Haitian protesters run past burning tyres during a demonstration in Port-au-Prince, Haiti.

Inflation and a broken government

Murders, kidnappings, extortion, police brutality…. All this violence is taking place while Haiti is in the grips of a deep economic and political crisis. Since July 2018, increasingly violent protests, due in part to the fuel crisis, have been held across the country.

Amid the chaos, in 2019, MSF re-opened its Tabarre hospital, which gave the poorest communities better access to health care. Unable to afford medical treatment in health centres lacking medical personnel, people have also had to contend with repeated public hospital strikes.

Ugo is among those who have been held up on the way to work at the hospital. “It’s not the rich who get attacked, but ordinary people like me who are trying to earn a living.

A large calibre weapon pointed at him, they stole everything he had. “I gave up hope,” he remembers. “I thought I was going to die. I felt like I was their enemy. When they let me go, I went to work and described what happened to me. We see terrible things every day, people getting killed, burnt to death right on the street.”

To avoid going through Martissant – a dangerous district controlled by armed groups – he now has to leave home at dawn and walk across the mountain. “Leaving early is riskier because the streets are empty, which is really dangerous. I often arrive late, sometimes because I just can’t get through the gunfire. It affects us financially and physically. It’s exhausting.”

A single father of four, his youngest child is just 10 weeks old. Every day, as he goes back and forth to his family, he puts his life in danger.

We’re like civilians on a battlefield, nobody respects anyone.”

With only 10 senators in office, Haiti’s government is in the grips of a major economic and social crisis. Between November 2021 and March 2022, the cost of transport jumped 92% and basic necessities, such as water and food, have seen similar price hikes. In March 2022, inflation reached almost 26% – a huge increase when close to 60% of Haiti’s population are struggling to survive on the equivalent of 2 dollars a day.

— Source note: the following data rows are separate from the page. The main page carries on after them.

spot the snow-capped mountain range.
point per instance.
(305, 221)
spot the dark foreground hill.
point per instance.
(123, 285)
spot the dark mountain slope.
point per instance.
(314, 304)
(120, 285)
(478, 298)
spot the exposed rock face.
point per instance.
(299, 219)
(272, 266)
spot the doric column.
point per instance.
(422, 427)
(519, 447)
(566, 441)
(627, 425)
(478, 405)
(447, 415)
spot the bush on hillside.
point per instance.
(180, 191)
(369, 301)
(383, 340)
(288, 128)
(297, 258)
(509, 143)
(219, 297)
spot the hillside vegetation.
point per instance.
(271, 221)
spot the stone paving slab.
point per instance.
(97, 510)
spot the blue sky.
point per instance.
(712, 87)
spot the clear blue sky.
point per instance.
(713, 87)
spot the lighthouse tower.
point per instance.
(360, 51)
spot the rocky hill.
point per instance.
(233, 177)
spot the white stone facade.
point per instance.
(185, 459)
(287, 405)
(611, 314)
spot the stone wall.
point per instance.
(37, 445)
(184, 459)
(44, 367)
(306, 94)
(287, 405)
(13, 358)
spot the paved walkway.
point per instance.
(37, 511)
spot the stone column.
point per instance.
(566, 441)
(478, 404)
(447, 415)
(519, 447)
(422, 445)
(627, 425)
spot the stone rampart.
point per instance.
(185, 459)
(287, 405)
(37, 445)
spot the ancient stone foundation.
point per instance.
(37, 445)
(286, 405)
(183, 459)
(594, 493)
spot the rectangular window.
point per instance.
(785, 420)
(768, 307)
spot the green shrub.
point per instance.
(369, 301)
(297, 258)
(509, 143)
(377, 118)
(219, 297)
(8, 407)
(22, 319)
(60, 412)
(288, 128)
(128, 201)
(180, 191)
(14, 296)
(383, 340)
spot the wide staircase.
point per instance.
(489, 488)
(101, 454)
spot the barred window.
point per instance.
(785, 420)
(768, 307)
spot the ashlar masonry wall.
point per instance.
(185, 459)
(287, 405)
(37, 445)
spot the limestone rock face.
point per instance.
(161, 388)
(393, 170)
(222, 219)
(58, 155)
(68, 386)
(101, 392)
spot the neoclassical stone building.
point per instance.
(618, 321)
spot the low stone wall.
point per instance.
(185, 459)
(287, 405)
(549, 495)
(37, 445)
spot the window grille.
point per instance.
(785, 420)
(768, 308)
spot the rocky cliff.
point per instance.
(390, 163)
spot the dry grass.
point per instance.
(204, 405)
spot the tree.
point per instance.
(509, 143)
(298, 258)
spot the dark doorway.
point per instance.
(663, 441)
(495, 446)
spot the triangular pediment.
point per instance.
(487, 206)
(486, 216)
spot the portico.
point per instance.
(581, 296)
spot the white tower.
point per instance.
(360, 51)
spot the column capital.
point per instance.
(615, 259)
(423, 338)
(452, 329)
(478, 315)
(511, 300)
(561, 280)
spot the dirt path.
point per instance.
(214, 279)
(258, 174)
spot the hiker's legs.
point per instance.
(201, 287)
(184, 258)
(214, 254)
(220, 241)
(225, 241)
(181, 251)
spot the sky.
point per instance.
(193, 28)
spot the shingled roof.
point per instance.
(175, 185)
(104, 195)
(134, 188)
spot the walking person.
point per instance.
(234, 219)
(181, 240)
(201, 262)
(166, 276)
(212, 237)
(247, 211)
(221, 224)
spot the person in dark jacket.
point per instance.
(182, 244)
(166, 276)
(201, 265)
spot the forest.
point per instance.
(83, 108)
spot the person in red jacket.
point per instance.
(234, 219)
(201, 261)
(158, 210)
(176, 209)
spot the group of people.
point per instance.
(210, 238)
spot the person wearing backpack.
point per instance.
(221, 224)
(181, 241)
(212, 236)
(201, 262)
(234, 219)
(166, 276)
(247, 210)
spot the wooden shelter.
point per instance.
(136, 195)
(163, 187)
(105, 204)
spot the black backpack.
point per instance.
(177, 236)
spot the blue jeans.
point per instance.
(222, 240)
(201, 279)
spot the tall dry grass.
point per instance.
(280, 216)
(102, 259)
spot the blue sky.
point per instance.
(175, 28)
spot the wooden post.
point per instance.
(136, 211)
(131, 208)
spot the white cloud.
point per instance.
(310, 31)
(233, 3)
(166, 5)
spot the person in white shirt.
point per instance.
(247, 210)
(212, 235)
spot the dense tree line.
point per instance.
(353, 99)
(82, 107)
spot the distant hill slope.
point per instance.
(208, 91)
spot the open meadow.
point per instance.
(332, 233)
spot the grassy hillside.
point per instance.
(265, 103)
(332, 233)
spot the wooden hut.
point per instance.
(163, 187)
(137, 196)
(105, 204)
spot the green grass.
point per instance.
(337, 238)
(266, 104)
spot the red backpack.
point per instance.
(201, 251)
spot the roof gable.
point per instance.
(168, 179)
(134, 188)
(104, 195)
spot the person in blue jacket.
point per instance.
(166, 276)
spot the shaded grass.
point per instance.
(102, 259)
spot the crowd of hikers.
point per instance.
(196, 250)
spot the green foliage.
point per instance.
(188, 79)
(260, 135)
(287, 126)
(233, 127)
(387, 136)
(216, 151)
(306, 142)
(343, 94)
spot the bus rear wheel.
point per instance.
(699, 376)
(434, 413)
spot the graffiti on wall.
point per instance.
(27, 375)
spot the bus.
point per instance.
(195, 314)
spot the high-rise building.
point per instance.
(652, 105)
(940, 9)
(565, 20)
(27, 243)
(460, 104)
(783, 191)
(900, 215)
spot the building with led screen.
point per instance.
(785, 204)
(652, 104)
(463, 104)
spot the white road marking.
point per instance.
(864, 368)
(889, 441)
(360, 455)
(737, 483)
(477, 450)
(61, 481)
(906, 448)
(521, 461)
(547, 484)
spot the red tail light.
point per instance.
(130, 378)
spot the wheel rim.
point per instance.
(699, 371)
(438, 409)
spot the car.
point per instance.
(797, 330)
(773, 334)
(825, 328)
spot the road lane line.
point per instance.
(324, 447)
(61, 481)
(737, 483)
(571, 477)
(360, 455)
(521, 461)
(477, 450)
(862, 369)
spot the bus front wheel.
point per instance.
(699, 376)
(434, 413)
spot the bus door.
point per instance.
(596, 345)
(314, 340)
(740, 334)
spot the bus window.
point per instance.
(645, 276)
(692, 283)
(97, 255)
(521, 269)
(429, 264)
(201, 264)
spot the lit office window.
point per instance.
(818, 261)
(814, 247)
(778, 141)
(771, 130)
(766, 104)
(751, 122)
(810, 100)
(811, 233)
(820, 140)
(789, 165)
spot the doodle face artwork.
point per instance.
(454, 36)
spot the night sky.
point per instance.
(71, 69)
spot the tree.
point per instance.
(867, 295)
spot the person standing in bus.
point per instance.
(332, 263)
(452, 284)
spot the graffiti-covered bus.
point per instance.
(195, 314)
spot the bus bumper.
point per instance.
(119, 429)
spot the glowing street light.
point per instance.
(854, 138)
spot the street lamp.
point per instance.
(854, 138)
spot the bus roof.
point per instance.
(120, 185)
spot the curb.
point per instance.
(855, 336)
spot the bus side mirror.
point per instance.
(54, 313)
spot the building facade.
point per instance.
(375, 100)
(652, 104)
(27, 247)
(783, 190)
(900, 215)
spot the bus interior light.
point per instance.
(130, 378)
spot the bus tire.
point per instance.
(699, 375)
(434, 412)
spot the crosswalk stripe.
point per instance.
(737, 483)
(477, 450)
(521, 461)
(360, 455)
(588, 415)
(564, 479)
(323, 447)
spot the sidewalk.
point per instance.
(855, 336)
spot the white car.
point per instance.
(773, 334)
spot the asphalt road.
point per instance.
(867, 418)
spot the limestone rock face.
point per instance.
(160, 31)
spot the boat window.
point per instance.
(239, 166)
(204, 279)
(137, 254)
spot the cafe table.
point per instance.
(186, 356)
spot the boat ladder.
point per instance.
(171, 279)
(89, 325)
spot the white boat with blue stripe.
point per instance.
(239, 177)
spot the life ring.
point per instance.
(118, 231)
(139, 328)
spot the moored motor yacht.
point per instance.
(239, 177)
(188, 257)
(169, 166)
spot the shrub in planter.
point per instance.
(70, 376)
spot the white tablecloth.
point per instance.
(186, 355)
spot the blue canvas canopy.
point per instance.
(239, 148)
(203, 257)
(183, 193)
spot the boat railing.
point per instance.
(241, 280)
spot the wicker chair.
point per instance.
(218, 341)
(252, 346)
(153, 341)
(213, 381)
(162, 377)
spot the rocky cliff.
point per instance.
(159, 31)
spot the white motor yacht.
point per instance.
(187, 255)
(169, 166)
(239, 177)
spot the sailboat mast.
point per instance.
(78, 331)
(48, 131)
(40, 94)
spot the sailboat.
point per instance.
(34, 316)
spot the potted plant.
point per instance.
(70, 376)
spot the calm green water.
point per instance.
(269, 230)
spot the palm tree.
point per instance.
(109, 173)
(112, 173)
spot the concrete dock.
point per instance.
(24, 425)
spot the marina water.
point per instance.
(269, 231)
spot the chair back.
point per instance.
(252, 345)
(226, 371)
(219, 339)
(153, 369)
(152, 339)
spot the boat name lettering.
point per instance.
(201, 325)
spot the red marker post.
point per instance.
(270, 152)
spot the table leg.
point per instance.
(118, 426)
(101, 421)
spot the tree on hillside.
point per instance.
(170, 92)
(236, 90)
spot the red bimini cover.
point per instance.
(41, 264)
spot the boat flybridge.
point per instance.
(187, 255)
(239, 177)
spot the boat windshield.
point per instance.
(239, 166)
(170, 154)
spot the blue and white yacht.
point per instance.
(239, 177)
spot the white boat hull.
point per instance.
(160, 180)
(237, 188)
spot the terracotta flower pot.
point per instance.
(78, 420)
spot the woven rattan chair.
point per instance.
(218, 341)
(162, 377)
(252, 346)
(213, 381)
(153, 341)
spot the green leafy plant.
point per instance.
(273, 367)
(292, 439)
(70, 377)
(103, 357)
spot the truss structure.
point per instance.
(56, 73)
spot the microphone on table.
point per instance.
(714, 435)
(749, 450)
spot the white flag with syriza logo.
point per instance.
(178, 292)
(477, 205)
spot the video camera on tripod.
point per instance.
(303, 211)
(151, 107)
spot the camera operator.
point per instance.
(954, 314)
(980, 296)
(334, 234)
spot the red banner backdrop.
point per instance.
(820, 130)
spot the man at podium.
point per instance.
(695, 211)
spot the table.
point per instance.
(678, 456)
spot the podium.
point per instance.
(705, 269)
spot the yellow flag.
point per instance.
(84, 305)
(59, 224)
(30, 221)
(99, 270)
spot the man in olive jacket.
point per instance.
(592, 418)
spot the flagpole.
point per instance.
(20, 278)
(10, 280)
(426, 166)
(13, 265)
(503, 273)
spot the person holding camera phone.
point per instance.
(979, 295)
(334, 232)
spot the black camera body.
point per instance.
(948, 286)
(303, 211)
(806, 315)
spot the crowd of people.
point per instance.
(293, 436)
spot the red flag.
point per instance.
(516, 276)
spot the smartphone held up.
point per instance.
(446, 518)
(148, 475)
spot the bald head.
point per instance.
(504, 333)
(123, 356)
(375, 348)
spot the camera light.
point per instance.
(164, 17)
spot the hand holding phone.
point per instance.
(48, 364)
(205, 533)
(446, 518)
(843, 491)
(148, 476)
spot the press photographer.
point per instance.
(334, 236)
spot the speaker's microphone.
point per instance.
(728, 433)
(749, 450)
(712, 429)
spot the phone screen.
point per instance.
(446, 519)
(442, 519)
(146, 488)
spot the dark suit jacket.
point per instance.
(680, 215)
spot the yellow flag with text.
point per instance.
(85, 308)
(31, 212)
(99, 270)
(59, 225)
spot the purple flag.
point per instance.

A young man with gunshot wounds in Martissant hospital, Haiti

Fleeing the extreme violence

Ugo and Morjorie, who also works for MSF, know many people who have decided to flee Haiti. According to OCID (Observatoire Citoyen pour l'institutionnalisation de la démocratie en Haïti), more than 82% of Haitians want to leave the country, to go to the Dominican Republic or the US.

“There are no young people left in my district”, Ugo says several times. Morjorie recalls a 50 year-old lady “and her lovely house and small garden in Tabarre” now living, undocumented and destitute, in extreme hardship and misery in the US. “She shut the door and never came back.”

After President Jean-Bertrand Aristide’s removal from office in 2004, Marjorie also left her home in Martissant and moved to Lalue, a quieter neighbourhood less prone to violence.

When the earthquake destroyed her home in 2010, the family moved once again, to Delmas, another district in Port-au-Prince. “When I arrived in Port-au-Prince, I lived in a neighbourhood near Martissant”, she remembers. “I had my two eldest kids in Martissant. Back then it was totally different. Life was much easier.

Ugo and Morjorie share the same dream for their children, that they finish their studies safely in some other country, far from the horrific violence and poverty. “I want to stay in my country. I want to stay because I have faith that one day things will change,” concludes Ugo.